Dawn Reader

Dawn Reader
from Open Door Coffee Co.; Hudson, OH; Oct. 26, 2016

Sunday, October 11, 2015

Sunday Sundries, 70


Going with a new logo. Get over it.

1. AOTW--The competition was tight this week. At first I was certain I would name the two drivers who were heading south on Aurora-Hudson Rd. while we sat the stop sign on Old Mill, waiting to turn left (north) on A-H Rd.  Better description: It was a T-intersection; we were at the top of the T waiting to turn left. Two cars--one right behind the other--approached from our left, so we waited, and then both--at the very last second, turned on their right turn signals and turned onto Old Mill. Meaning: We had to sit there and wait to get out onto A-H Rd., which, of course, we would not have had to do if they had used their @*@*@*# turn signals!

But a better--and winning candidate--presented himself/herself on Friday night. We were in downtown Cleveland for a production of King Lear (see below) at the Hanna Theater. We were in the Hanna Parking Garage. In a slot. When we came out, ready to head home, someone (the AOTW) had parked virtually right behind us in a place where there is no slot. At first, I thought we would not be able to get out at all, but after some masterful (!) geeing and hawing, we managed. I said some bad words.

2. My father would be in deep mourning today: His beloved OU Sooners lost yesterday to the despised Texas Longhorns. Dad's Ph.D. was from OU, and his best friend from college, Paul Sharp, became not only the president of Hiram College (when Dad was teaching there) but also, later of OU. Dad loved college football (and high school and pro and playground and backyard), but he adored the Sooners.

3. Joyce had an idea for me this morning. We were walking over to the Open Door Coffee Co. for our Sunday morning with the Times, and I was reciting to her (as is my wont) some of the recent poems I've memorized. She suggested I get a tin cup and a little footstool and stand on Hudson's Main Street and recite poems for money. I said I'd put up a sign:

Feeling low? From bad to worse?
Drop a dime, and hear a verse.

The only scary thing: I think she was serious.

4. This week I finished the very fine book Fallingwater Rising: Frank Lloyd Wright, E. J. Kaufmann, and America's Most Extraordinary House (2002) by Franklin Toker. I'd bought the book because of our recent trip with our grandsons to see the house. It's a fine book, and I especially enjoyed the sections about the actual construction--and the choreography between owner Kaufmann and architect Wright (a love-hate dance). I was less interested in the overlong post-construction story. But it was fun to read about the enduring problems they've had with the engineering--especially the cantilevers supporting the balconies. (They had some serious problems early on--and some publications called the house "America's Leaning Tower of Pisa.")

I learned, too, about Kaufmann's "libidinous and unfettered private life" (58). It seems, too, that the Kaufmanns are responsible for all the trees and vegetation around--the place looks like the forest primeval in some ways (thank you, Mr. Longfellow), but it was all carefully designed and planted.

Astonishing research. Profound understanding of the construction.


5. Friday night we drove to the Hanna Theater in downtown Cleveland (where there was an amazing amount of traffic for Garth Brooks and Gladys Knight with the O'Jays and other attractions) to see King Lear, a Great Lakes Theater production that really didn't work for me. (I told Joyce that if she hadn't been with me, I would have left at intermission.) So much mumbling and failure to do an actor's principal job: deliver the lines comprehensibly. The three daughters--sadly--were especially weak, each in a different way. Lear himself--Aled Davies, a long-time GLT favorite, principally a character actor--was very competent and did a much better job with his lines than most of the others--but I thought his voice lacked ... color? He was loud, soft, yes, but emotional coloring was not what it needs to be. The Fool--Tom Ford--worked hard to communicate the humor--very hard to deliver the lines the Bard wrote for him, lines that in some cases are confusing to modern ears.

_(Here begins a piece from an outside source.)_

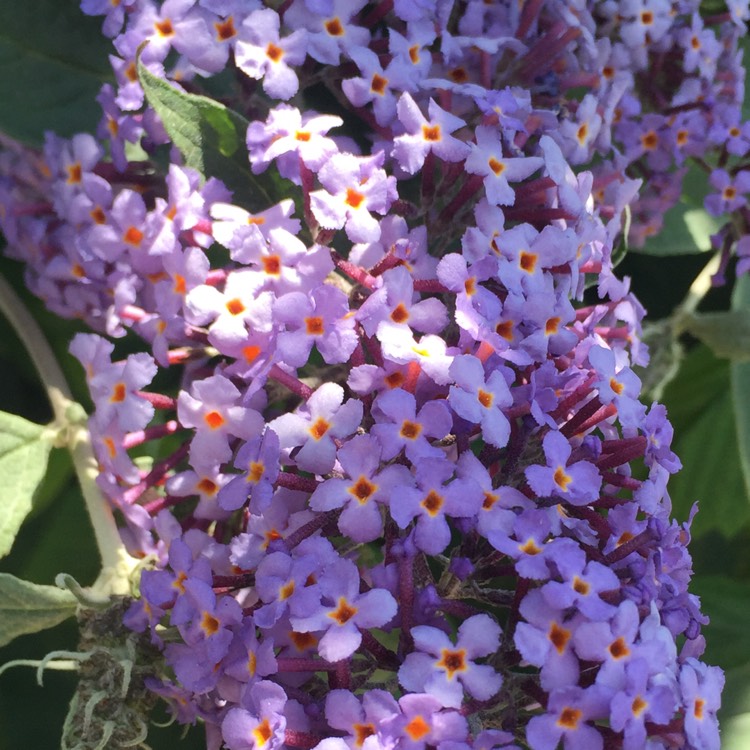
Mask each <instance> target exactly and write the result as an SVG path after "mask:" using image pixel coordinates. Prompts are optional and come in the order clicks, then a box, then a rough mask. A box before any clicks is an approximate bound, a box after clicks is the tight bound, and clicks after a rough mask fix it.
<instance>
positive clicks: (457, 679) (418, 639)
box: [398, 614, 503, 708]
mask: <svg viewBox="0 0 750 750" xmlns="http://www.w3.org/2000/svg"><path fill="white" fill-rule="evenodd" d="M500 632H501V631H500V626H499V625H498V624H497V623H496V622H495V621H494V620H493V619H492V618H491V617H490V616H489V615H485V614H481V615H474V616H473V617H470V618H469V619H468V620H465V621H464V622H463V623H462V624H461V626H460V627H459V628H458V639H457V640H456V644H455V646H454V645H453V642H452V641H451V639H450V638H449V637H448V636H447V635H446V634H445V633H444V632H443V631H442V630H438V629H437V628H433V627H430V626H429V625H418V626H417V627H415V628H412V629H411V635H412V637H413V638H414V646H415V648H416V649H418V650H417V651H413V652H412V653H410V654H408V655H407V657H406V659H405V661H404V663H403V664H402V666H401V668H400V669H399V671H398V681H399V682H400V683H401V685H402V686H403V687H404V688H405V689H406V690H409V691H411V692H426V693H429V694H430V695H432V696H434V697H435V698H437V700H438V701H440V704H441V705H443V706H447V707H449V708H459V707H460V706H461V701H462V699H463V694H464V690H466V692H467V693H469V695H471V696H472V697H474V698H476V699H477V700H480V701H484V700H489V699H490V698H491V697H492V696H493V695H495V693H496V692H497V691H498V690H499V689H500V686H501V685H502V682H503V678H502V677H501V676H500V675H499V674H498V673H497V672H495V670H494V669H493V668H492V667H490V666H489V665H487V664H476V663H474V661H473V660H474V659H476V658H479V657H482V656H489V655H490V654H492V653H494V652H495V651H497V649H498V648H499V646H500Z"/></svg>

He managed with his talent and exaggeration (necessary exaggeration) to entertain even when the meaning was obscure.

And the character of Edgar (J. Todd Adams)--who, to escape execution, is forced into hiding as someone, well, homeless and mad--appears later on sans shirt and looks as if he's spent all the intervening time in a gym and consuming protein drinks. The guy was cut--but not really the look, I don't think, for that particular part. You don't want the homeless guy looking more fit than everyone else in Cuyahoga County. (What abs!)

They had a major technical glitch near the end--some scenery was misbehaving--and they had to stop the show at a very emotional moment to fix it. (Some people left.)

Very small house--maybe 1/3 full? Sad to see. The company has done some wonderful productions over the years. This was not one of them.